Toutefois, ce récit de vie n’empêche pas un grand travail sur la langue : Campisi introduit la sicilien dans la langue française par le biais des proverbes et expressions lexicalisées qui donnent au roman sa couleur locale, celle d’un roman du terroir sicilien et méditerranéen. En cela, il me fait penser à un grand roman des années 20, Conversations en Sicile, où le romancier Elio Vittorini, dépaysé par le Nord, revient au pays et replonge dans l’atmosphère de son île grâce aux conversations entre Siciliens qu’il écoute et transpose dans son récit : « Je m’intéresse plus spécialement aux langues de l’immigration, et plus précisément celle de la communauté sicilienne en Tunisie, précise Campisi : l’histoire, la langue et le rapport entre les différentes cultures: italienne, sicilienne et tunisienne évidemment… On possède une histoire commune, c’est connu, et qui remonte à des milliers d’années. Le domaine reste très passionnant et large: un mélange s’est créé et ces deux langues ont été fortement imprégnées ».

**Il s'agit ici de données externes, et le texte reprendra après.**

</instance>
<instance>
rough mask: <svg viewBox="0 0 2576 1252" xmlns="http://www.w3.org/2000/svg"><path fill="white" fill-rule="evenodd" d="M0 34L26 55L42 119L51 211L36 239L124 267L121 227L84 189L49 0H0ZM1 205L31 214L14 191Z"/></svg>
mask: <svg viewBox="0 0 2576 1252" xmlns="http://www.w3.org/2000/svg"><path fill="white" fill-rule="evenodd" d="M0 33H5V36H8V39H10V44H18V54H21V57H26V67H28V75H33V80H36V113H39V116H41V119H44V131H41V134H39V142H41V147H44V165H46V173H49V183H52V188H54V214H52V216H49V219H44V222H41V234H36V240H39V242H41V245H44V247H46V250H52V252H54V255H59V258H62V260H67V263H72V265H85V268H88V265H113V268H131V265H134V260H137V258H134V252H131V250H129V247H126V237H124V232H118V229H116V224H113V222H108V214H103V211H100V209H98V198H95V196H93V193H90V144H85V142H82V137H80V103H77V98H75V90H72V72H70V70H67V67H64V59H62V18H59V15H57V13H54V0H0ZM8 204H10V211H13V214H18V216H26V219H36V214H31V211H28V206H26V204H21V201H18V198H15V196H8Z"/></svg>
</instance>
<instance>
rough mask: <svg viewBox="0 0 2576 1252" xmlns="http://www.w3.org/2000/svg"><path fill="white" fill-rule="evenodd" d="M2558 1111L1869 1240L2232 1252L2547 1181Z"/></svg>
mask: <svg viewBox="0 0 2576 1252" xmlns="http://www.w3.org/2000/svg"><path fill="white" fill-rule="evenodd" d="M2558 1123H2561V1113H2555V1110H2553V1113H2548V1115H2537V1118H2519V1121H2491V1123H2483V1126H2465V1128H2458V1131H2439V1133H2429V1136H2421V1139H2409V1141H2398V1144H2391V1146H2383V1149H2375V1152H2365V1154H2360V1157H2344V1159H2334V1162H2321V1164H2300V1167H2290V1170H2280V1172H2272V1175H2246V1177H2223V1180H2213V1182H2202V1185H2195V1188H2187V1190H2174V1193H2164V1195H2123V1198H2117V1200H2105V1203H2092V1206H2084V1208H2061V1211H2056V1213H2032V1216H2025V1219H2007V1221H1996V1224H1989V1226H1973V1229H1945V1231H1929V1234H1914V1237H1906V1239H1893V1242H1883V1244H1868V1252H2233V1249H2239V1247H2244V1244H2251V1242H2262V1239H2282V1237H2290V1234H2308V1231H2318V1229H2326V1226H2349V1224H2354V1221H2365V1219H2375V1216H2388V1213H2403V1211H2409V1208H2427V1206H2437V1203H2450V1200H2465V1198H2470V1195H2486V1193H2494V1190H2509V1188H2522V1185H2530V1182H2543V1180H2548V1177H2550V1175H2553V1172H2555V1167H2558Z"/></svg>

Ce roman est donc un grand geste de reconnaissance envers les courageux pionniers de l’émigration italienne. Mais tout en rendant hommage à ses ancêtres immigrés de par le monde, il exprime sa gratitude envers le pays d’accueil, la Tunisie, terre d’hospitalité et du vivre-ensemble, et  dont  le cosmopolitisme a perduré jusqu’à la fin des années 60. Mais, la politique et les idéologies islamo-nationalistes  ont eu finalement raison de la vocation plurielle de notre culture. C’est ainsi que le roman se termine sur un hommage à notre pays, terre d’intégration de toutes les communautés étrangères :

« (Ilaria) croyait au bien, ce bien fait aux plus pauvres, aux plus besogneux, et ceci pour elle venait de sa condition d’émigrée dans un pays d’accueil comme la Tunisie qui sut le construire, en l’accueillant et en lui inculquant les principes élémentaires du respect entre gens de cultures différentes, sans jamais se sentir étrangères aux yeux des Tunisiens que les Siciliens appelaient Arabes ou Maures, et parce que les Italiens de Tunisie étaient aussi des Tunisiens » ( fin du roman).

Ce roman est l’envers symétrique de Une journée à Palerme de Majid El Houssi[3] qui évoque l’immigration d’un Tunisien dans les années soixante, parti en Italie en quête de sa fortuna. Débarquant à Palerme, il entend les premiers cris des poissonniers qui lui rappellent les mêmes rumeurs sur sa terre natale. Car, partout où on va en Méditerranée, on se sent toujours  chez soi : mare nostrum.[4]

 



[1] . Alfonso Campisi, Terres promises, Tunis : Arabesques, 2020.

[2]Parmi ses publications : Ifriqiyya et Siqilliyya, un jumelage méditerranéen (Tunis 2010)La Tunisie, sa langue, son histoire (Tunis 2011),   Filologiasiciliana, studio filologico delle diverse parlate di Sicilia (Tunis 2013), L’instrumentalisation linguistique, culturelle et politique de Mario Scalesi (Tunis 2013),  Trilinguisme en Tunisie (Tunis 2013), et Voyageurs arabes en Sicile normande, XI-XII siècles (Tunis 2014) , Mémoire et contes de la Méditerranée : l’émigration sicilienne en Tunisie XIX et XX siècles (Tunis, 2016)… Mparamu lu sicilianu  (Palerme 2019), I meticciitalo-africaninel.

[3] .Majid El Houssi, Maison Arabe du Livre, 2007 - 186 pages.

[4]. « Mare nostrum » est une expression latine qui, traduite littéralement, signifie « notre mer » en évoquant la mer Méditerranée.